By Kaley Pillinger
Think of it like a Rubik’s Cube: the constant shuffling of pieces and the attempt to get everything where it belongs is reminiscent of the opening hours at the Stuyvesant Town Farmers’ Market for Jiri Pospisil and Ruthy Effler of Toigo Orchards.
The aim of the game is to get all of the peaches, apples, and other produce to New York from their farm in Shippensburg, PA without too many casualties.
Pospisil commented, “I could talk for hours. Because people are used to getting the best food here, if you have under ripe or overripe fruit, they won’t touch it. So it needs to be timed perfectly. You have to coordinate the fruits at the farm, who is loading the trucks, unloading the trucks, pickers.”
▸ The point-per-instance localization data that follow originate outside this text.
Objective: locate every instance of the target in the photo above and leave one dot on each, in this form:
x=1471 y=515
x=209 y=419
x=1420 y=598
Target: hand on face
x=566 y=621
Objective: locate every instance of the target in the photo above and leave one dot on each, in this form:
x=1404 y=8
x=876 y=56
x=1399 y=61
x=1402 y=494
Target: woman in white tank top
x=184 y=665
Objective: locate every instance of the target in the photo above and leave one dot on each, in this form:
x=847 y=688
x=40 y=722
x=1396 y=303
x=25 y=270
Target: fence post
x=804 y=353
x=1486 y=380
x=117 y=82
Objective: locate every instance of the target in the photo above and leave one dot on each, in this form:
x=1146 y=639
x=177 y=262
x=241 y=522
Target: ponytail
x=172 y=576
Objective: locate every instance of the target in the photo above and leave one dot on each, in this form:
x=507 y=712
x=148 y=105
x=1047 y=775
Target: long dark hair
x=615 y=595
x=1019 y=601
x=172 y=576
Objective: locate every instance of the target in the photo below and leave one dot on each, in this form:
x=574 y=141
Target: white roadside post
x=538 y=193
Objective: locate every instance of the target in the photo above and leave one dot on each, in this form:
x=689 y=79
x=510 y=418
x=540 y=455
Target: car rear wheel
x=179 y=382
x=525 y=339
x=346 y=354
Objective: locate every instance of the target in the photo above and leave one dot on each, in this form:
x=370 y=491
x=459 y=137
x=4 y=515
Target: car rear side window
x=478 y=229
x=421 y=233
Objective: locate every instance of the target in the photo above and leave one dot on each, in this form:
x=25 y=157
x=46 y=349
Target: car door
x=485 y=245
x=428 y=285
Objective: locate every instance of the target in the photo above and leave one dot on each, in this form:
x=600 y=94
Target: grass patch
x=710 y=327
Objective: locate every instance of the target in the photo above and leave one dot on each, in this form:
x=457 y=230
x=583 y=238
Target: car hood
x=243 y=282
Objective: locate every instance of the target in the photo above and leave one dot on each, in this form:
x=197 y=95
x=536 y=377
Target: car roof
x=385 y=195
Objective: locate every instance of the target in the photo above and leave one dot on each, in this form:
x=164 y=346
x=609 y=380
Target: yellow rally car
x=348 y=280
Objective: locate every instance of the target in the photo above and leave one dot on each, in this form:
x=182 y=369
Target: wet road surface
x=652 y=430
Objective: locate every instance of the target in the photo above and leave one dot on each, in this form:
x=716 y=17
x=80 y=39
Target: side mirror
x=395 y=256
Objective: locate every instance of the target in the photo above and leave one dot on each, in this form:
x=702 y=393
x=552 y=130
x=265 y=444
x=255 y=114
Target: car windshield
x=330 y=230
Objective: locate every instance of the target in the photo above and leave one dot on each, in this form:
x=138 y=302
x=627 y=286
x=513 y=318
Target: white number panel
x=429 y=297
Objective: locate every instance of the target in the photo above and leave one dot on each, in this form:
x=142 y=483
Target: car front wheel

The workers at Toigo Orchards conduct this intricate routine both between Shippensburg and New York and Shippensburg and Washington, D.C. The markets in D.C. are open for fewer hours at a time, which results in increased congestion.
Pospisil and Effler prefer New York markets to those in D.C. Pospisil commented that, “All the people of the world live in NYC. D.C. is very sterile. That’s just not my kind of people.”
Effler said she finds there is “a better chance to talk to people here. You have the little kids that come as they get older. You find out what people like.”
She usually gives these kids an apple or a peach to snack on as they browse.
Once, a customer made pickled watermelon rinds from Toigo Orchard fruit and even brought some for Effler to taste.
As they get to know the neighborhoods, they are able to discern the characteristics of their customers. In Union Square, the crowd often consists of restaurateurs buying vegetables to cook at their restaurants. In Stuyvesant Town, the consumer base is getting younger and younger as college students continue to move in.
When asked what the competition is like at grocery stores, Pospisil laughed: “I don’t go there. I have no idea.”